Review: Looking for Alaska

Looking for Alaska by John Green
4.5 stars

Summary (from School Library Journal): From the very first page, tension fills John Green's Michael L. Printz Award-winning novel (Dutton, 2005). Miles Halter, 16, is afraid that nobody will show up at his party because he doesn't have many friends. He loves to read biographies and discover the last words attributed to famous people. He's particularly intrigued with the dying words of poet Francois Rabelais: "I go to seek a great perhaps." Miles is leaving his loving Florida home for the "great perhaps" of the same Alabama boarding school attended by his father. Ominous chapter headings (40 days before, 10 days after) reveal that something tragic may happen. At school, Miles is accepted by a brainy group of pranksters led by his roommate and Alaska Young, a smart and sexy feminist. The teen becomes captivated by his new friends who spend as much energy on sex, smoking, drinking, and cutting-up as they do on reading, learning, and searching for life's meaning. As the school year progresses, Miles's crush on Alaska intensifies, even after it becomes evident that her troubled past sometimes causes her to be self-destructive. This novel is about real kids dealing with the pressures of growing up and feeling indestructible. Listeners will be riveted as the friends band together to deal with the catastrophic events that plague their junior year, and rejoice at their triumphs.

My thoughts: I'd been wanting to read the Printz Award-winner for quite a while and I'm glad the What's in a Name challenge gave me the chance. As I've said before, I don't read many "boy books" - but this one is quite remarkable. As SLJ points out, the characters are very real - they aren't perfect, they have quirks, yet they care about each other and their education. Alaska is a bundle of contrasts - sometimes sweet, sometimes caring, sometimes mean, sometimes self-destructive. She's very smart, but her pain causes her to do things before thinking them through, hurting herself and others.

I was so happy when Miles made friends at "the Creek" because the opening scene of his pathetic birthday party is really sad, although he takes it in stride. The rail-thin newbie is given the ironic nickname of Pudge (because he's rail-thin) by his roomate the Colonel (so called because of his prank-organizing prowess) and from then on he's part of the Colonel's group, with Alaska and secondary characters Takumi and foreign beauty Lara.

The tension caused by the countdown is a great effect - you know something bad's going to happen and you figure it will probably happen to Alaska, but when the time comes, it's still a blow.

Despite the tragedy, the book also has humour, which I appreciated. One of my favourite scene was Miles being bitten in the behind by a swan while he's running for his life after pulling a prank. "And then I was running with a noticeable limp, because my ass was on fire, and I thought to myself, What the hell in in swan saliva that burns so badly?"

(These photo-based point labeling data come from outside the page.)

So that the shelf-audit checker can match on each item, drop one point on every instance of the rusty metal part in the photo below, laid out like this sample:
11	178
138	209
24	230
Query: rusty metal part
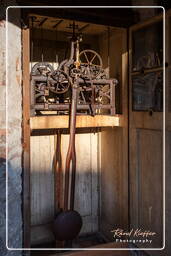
91	60
69	222
60	83
67	225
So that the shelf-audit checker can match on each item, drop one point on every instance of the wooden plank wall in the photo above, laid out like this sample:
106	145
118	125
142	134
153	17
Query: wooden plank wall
114	145
42	183
106	151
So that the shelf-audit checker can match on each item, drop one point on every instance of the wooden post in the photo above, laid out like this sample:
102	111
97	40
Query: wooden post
26	138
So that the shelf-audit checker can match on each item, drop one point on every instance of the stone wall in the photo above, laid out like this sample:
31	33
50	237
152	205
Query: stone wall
14	130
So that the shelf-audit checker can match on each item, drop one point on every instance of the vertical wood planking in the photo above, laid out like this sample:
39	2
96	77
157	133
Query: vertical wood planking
42	180
26	138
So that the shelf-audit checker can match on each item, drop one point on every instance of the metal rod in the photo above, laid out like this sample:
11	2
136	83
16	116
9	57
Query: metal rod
146	71
71	155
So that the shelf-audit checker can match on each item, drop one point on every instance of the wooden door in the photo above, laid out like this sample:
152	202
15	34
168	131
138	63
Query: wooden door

John Green became something of an It Author after this was published, and now I see why. I think I'll have to give his next book, An Abundance of Katherines, a go.


Jill said...

I enjoyed this book too. Some of the scenes are laugh-out-loud funny, but I think he dealt with the "serious" subject matter very well. I hope to read Abundance of Katherines sometime soon too.

John Green also makes some funny videos on YouTube. There's a really good one about censorship floating around out there...


tinylittlelibrarian said...

I thought so, too. I usually stay away from "serious" books, but this one was really good. And that's cool about the videos, I'll have to look him up. Thanks!